The Minimalist's Tips for Perfect Steak
No need to go out for a perfectly cooked steak. Mark Bittman, aka the Minimalist, shares his tips for achieving steakhouse-quality perfection in your own kitchen.
There's nothing quite as satisfying as a well-cooked steak. Mark Bittman, aka the Minimalist, offers his tips for how to cook steak to perfection in your own kitchen. To rub or not to rub? Gas versus charcoal? What cut is best? Find out Mark's answer to these questions and more.
Most of us believe that because our beef is better it needs nothing but salt and pepper. That may be true of the absolute best meat, but you should tinker when using sub-premium meat, you may want to think about a rub.
A rub is a dry spice or spice and herb mixture used to coat the meat before grilling, adding not only strong flavor, but a bit more crunch, especially if you toast, mix, and grind the spices yourself.
My favorites are basic: chile powder, with mild chiles; fragrant curry powder; jerk seasoning, which contains fresh garlic and ginger and is quite powerful; and five-spice powder, which, when homemade, is unlike anything you can buy in a store.
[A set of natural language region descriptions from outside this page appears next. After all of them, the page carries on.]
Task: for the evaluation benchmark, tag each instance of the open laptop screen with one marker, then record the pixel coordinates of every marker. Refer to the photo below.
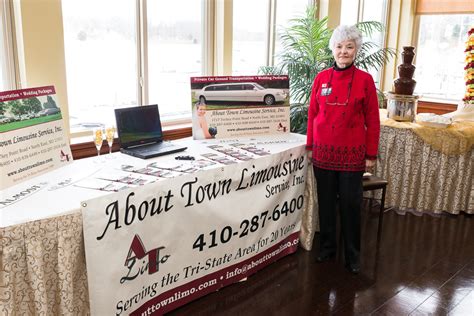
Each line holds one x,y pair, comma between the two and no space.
138,125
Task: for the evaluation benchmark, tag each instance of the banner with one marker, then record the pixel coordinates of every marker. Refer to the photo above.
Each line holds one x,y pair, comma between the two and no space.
154,248
32,136
224,107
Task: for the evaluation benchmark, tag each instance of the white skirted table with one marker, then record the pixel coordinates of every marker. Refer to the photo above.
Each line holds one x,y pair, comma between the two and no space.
42,258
Using any of these combinations is straightforward: rub a good teaspoon or more into each side of the steak, then grill over slightly lower heat than you would normally use, so the spices don't burn.
What Cut to Use?
If you can buy prime beef (this essentially means it is fat-laced, or well marbled), you are ahead of the game. Fat means flavor. But a good cut of choice grade is often the equal of prime. Aging, of course, also improves flavor and tenderness. But even if you find prime meat that is well aged, and even if you spend a lot of money on organic, natural, specialty or so-called gourmet steaks, you won't be eating anything special unless you buy the right cut.
So, what is the right cut? To some degree it's a matter of opinion. Some people will argue for flank, but I don't believe any steak that must be sliced thin to be chewable qualifies as terrific. Others (myself included) like skirt, with the caution that it is easy to overcook. But almost everyone agrees that sirloin strip and rib-eye are best.
Don't Overcook Your Steak
If you like a steak with crust -- and who doesn't -- it is best to start with a dry exterior. You can get one by putting the steak on a rack set over a pan in the refrigerator, uncovered. Leave it there, turning it once a day or so, for a couple of days. I like this method, which might be described as passive-aggressive: you don't have to do much, and it's very effective. (Alternatively, pat it dry with paper towels before grilling.)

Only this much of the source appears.